Bowden also makes the following interesting recommendation:
Systematic protection and incentives for whistle-blowers should be introduced in the new Regulation. Whistle-blowers should be given strong guarantees of immunity and asylum, and awarded 25% of any fine consequently exacted. The whistle-blower may have to live in fear of retribution from their country for the rest of the lives, and take precautions to avoid “rendition” (kidnapping). Ironically, US law already provides rewards of the order of $100m for whistle-blowers exposing corruption (in the sphere of public procurement and price-fixing).
I think this is a really great idea. Not only are whistleblowers accorded guarantees of immunity and protection, they would be able to profit from their public-spirited actions by sharing in the fines imposed. That would dramatically change the landscape in the computer world, since it would make it less easy for closed-source applications to hide backdoors of the kind we have learned about recently.

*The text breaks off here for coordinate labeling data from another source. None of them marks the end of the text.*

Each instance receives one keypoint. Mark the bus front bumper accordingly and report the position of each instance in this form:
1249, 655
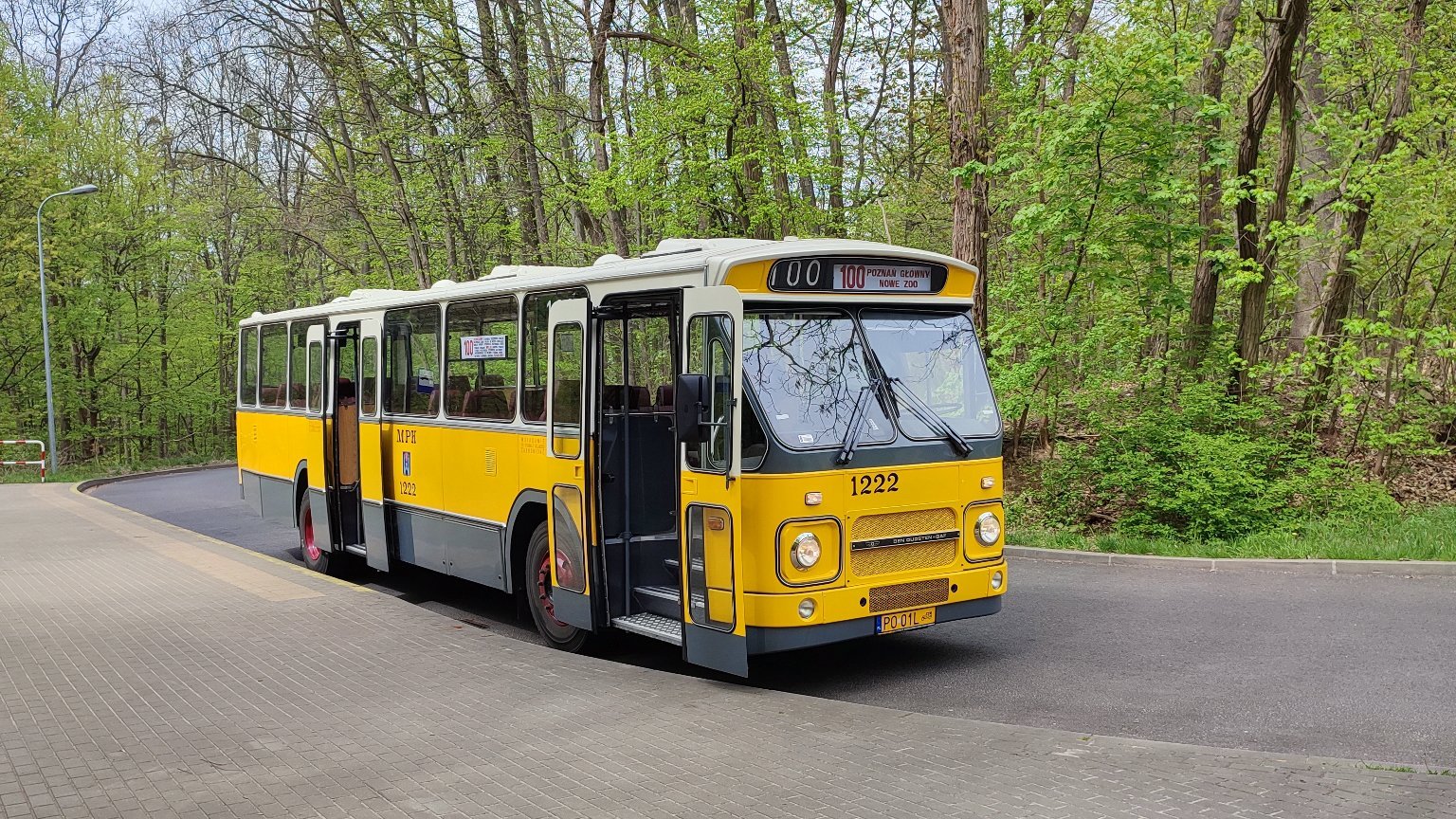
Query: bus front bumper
973, 596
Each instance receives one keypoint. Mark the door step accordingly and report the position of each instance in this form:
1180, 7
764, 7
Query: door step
663, 601
651, 626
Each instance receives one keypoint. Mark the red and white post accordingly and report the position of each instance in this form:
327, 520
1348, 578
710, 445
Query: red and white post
27, 442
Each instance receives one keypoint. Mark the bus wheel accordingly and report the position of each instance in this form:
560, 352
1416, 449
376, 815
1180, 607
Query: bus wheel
537, 583
314, 555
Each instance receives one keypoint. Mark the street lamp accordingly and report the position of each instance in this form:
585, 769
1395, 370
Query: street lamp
46, 320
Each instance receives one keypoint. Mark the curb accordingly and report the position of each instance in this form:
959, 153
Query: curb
1323, 567
1356, 567
91, 484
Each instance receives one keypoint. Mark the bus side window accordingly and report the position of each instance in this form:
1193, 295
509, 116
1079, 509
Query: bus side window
315, 377
369, 376
565, 437
273, 365
412, 360
247, 368
533, 350
709, 352
481, 352
298, 363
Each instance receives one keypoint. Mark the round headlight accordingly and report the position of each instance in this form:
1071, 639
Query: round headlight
988, 528
806, 551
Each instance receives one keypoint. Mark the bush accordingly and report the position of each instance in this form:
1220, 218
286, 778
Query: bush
1201, 466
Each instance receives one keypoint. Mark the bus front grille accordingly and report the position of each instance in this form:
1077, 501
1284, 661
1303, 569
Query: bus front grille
909, 595
868, 563
903, 541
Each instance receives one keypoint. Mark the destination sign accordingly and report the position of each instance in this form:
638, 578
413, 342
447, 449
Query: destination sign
858, 274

Like the earlier report that Bowden contributed to, this latest study is important, and I recommend that everyone read it in order to understand just how bad things are, and how we might start to rectify that. Here’s the report’s splendid peroration, which puts things in a historical context:
The thoughts prompted in the mind of the public by the revelations of Edward Snowden cannot be unthought. We are already living in a different society in consequence. Everybody now knows, that the US intelligence community might know any personal secret in electronic data sent in range of the NSA. These developments could be profoundly destabilising for democratic societies, precluding exercise of basic political and human rights, and creating a new form of instantaneous and coercive Panoptic power.
There is a historical symmetry between the incursions on the Fourth Amendment rights of Americans, and the disregard for the human right to privacy of everyone else in the world. In the period leading up the US War of Independence the British used “general warrants” which authorised any search without suspicion, and it was resentment against this power and its abuse that motivated the subsequent Fourth Amendment to the US Constitution.

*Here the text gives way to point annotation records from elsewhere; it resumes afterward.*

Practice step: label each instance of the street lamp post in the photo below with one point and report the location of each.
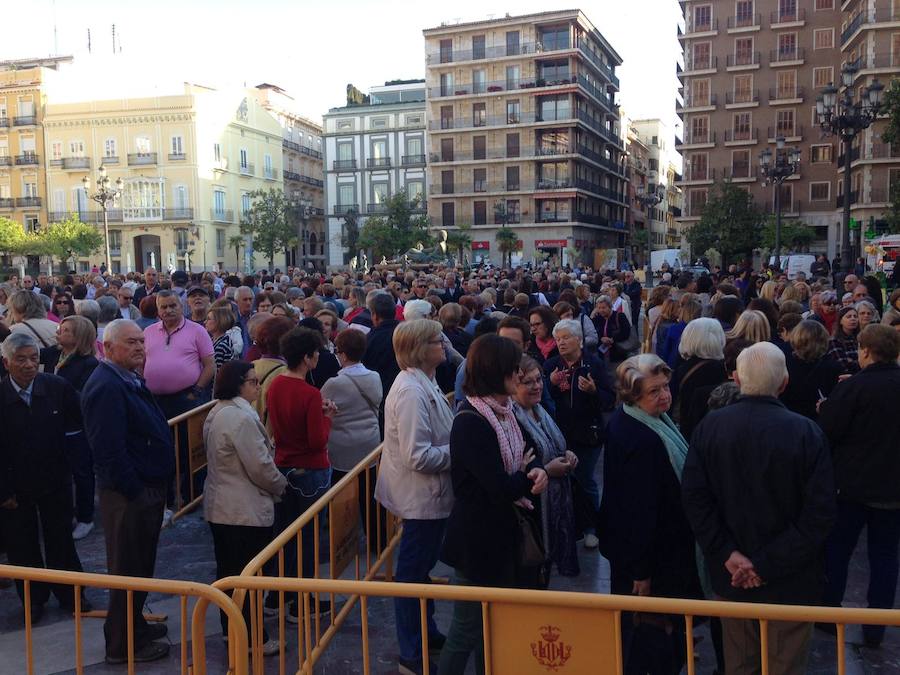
(841, 114)
(104, 196)
(649, 200)
(786, 163)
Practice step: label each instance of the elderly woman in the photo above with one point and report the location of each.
(700, 370)
(242, 482)
(76, 341)
(414, 477)
(542, 434)
(493, 476)
(811, 373)
(580, 389)
(646, 536)
(843, 346)
(611, 327)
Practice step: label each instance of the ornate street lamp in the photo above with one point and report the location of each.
(786, 163)
(104, 196)
(649, 200)
(841, 114)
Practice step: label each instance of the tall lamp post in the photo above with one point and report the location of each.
(841, 114)
(786, 163)
(649, 200)
(104, 196)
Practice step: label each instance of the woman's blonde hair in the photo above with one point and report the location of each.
(411, 341)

FISA 702 (aka §1881a) is a general warrant to collect data and trawl for information related to US foreign affairs, but Americans' privacy is legallly sacrosanct (albeit in theory) unless the high legal threshold of “necessity” is met. What particularly galled the American revolutionaries was that ten years earlier a famous case in English law had prohibited such general warrants. They regarded it as hypocrisy that laws they did not write, and could not change, protected the privacy of their rulers, but not colonial subjects. The same principle is at stake today.